Pour Roger Ruze, maire d'arrondissement qui a succédé à la sénatrice socialiste Samia Ghali, atteinte par la loi sur le cumul des mandats, l'état des lieux était déjà "catastrophique" en 2011, mais Marseille Habitat "n'a rien fait pour les sécuriser" et la mairie a "laissé la situation se détériorer".

Les appartements vides n'ont pas tous été murés et le premier étage n'a pas été détruit pour empêcher les squats, comme l'avait préconisé la Direction départementale des territoires et de la mer, souligne l'élu.

"C'est affreux ! La nuit, ils cassent des murs pour entrer dans les appartements, se branchent sur notre compteur électrique et nous menacent", s'exaspère Houda. A Noël, les habitants sont restés pendant deux semaines dans le noir. Enedis est intervenu une vingtaine de fois en trois semaines, mais aussitôt résolu, le problème resurgit, souligne la mairie.

La mère de Houda, inquiète pour sa fille cadette, a refusé que celle-ci continue de travailler comme vendeuse et rentre tard. "Dès que la nuit tombe, on ne sort plus et on fait en sorte qu'il y ait tout le temps quelqu'un dans l'appartement pour éviter qu'on le squatte", raconte Houda.

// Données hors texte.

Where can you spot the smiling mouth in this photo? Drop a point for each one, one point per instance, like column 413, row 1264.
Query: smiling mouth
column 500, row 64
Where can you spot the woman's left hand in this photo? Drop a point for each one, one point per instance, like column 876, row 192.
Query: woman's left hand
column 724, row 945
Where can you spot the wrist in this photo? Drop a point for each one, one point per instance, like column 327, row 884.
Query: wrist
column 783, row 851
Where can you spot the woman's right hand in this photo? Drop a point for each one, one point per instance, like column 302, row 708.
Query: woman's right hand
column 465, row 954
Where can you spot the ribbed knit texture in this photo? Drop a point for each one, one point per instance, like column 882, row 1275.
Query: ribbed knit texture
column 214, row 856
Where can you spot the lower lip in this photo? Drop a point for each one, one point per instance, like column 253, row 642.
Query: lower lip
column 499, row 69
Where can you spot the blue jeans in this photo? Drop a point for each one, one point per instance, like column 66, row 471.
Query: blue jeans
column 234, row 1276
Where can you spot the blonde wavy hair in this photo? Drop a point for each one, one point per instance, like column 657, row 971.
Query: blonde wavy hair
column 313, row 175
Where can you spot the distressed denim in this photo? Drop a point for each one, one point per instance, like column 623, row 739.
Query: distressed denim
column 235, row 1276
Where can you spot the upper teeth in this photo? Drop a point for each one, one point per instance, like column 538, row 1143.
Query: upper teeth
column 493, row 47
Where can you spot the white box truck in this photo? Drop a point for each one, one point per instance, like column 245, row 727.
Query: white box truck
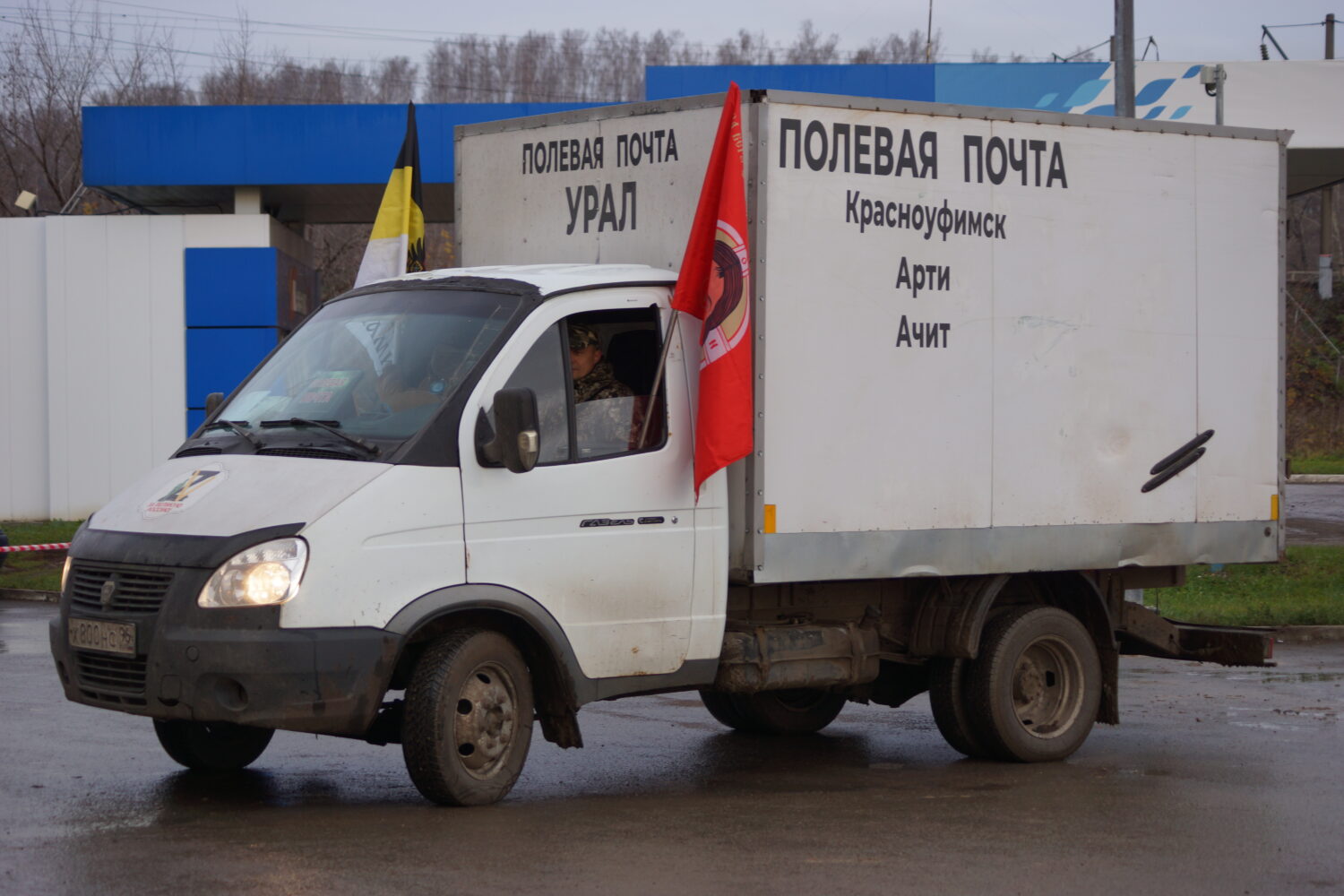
column 1010, row 366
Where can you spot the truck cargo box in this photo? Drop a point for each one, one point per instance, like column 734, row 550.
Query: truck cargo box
column 986, row 340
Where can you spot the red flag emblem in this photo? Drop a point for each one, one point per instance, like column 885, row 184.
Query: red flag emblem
column 715, row 285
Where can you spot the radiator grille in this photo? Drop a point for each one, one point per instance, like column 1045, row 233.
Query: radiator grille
column 323, row 452
column 199, row 450
column 110, row 678
column 137, row 589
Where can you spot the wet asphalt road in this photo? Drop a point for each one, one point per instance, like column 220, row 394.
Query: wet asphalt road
column 1219, row 780
column 1314, row 513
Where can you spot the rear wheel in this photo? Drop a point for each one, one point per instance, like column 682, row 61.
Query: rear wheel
column 211, row 745
column 468, row 719
column 1034, row 691
column 800, row 711
column 946, row 696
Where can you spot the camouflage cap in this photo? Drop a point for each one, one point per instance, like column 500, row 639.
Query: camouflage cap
column 582, row 336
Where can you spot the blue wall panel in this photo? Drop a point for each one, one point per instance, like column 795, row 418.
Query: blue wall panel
column 1045, row 85
column 220, row 359
column 903, row 82
column 1021, row 85
column 230, row 287
column 263, row 145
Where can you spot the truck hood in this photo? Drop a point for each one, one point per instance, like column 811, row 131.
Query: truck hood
column 231, row 493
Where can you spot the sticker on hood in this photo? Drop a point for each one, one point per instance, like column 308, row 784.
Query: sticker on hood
column 183, row 490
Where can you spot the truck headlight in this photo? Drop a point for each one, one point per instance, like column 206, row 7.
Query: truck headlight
column 263, row 575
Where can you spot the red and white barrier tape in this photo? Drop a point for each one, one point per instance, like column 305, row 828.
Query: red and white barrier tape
column 15, row 548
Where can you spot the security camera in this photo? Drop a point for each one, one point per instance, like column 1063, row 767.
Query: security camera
column 1211, row 77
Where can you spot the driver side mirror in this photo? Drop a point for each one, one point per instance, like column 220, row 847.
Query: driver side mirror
column 516, row 443
column 212, row 403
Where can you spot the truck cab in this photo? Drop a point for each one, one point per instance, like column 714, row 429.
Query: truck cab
column 349, row 505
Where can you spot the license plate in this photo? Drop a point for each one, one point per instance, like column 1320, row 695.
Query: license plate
column 99, row 634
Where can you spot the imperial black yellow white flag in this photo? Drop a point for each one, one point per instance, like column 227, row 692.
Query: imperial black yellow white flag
column 397, row 244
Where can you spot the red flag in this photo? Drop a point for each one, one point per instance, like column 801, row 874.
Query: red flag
column 715, row 285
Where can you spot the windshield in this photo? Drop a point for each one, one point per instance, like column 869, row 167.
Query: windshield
column 375, row 366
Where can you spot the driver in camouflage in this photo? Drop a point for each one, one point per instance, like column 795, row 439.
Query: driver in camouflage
column 609, row 425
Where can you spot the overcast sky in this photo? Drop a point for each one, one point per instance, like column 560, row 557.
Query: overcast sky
column 1185, row 30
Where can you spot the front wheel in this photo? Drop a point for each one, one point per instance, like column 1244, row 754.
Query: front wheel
column 800, row 711
column 1034, row 691
column 211, row 745
column 468, row 719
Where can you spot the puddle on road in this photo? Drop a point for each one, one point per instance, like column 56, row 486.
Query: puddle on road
column 1269, row 676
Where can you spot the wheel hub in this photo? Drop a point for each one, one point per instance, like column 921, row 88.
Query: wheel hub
column 486, row 720
column 1046, row 686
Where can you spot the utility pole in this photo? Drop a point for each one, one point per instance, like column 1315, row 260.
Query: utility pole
column 929, row 37
column 1124, row 58
column 1325, row 282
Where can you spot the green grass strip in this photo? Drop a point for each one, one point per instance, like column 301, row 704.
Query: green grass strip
column 35, row 571
column 1304, row 589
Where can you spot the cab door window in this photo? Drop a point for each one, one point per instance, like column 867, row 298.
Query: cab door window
column 543, row 373
column 613, row 363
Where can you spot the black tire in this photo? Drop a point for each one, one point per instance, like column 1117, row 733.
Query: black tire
column 946, row 696
column 801, row 711
column 468, row 719
column 211, row 745
column 1034, row 691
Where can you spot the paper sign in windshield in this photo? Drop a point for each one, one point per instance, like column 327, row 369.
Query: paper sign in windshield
column 183, row 490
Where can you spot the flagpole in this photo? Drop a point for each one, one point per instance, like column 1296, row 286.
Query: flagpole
column 658, row 379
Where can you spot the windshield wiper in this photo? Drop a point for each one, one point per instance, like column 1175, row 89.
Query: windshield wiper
column 325, row 425
column 237, row 426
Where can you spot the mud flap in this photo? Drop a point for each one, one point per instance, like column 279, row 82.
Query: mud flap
column 1145, row 633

"Partir de cet enfer, c'est tout ce qu'on veut. Mais comment faire ? Ma mère, malade, n'a pas de bulletin de salaire et personne ne voudra nous louer un appartement", dit-elle.

Jeudi soir, la mairie de Marseille a annoncé, dans un communiqué, avoir pris un arrêté de "mise en sécurité des parties communes du bâtiment H", un expert, missionné par le tribunal administratif à la demande de la Ville, ayant conclu à la "nécessité (...) de procéder à l'évacuation de l'immeuble". Marseille Habitat s'est engagé à "reloger, dans les meilleures conditions, toutes les personnes évacuées".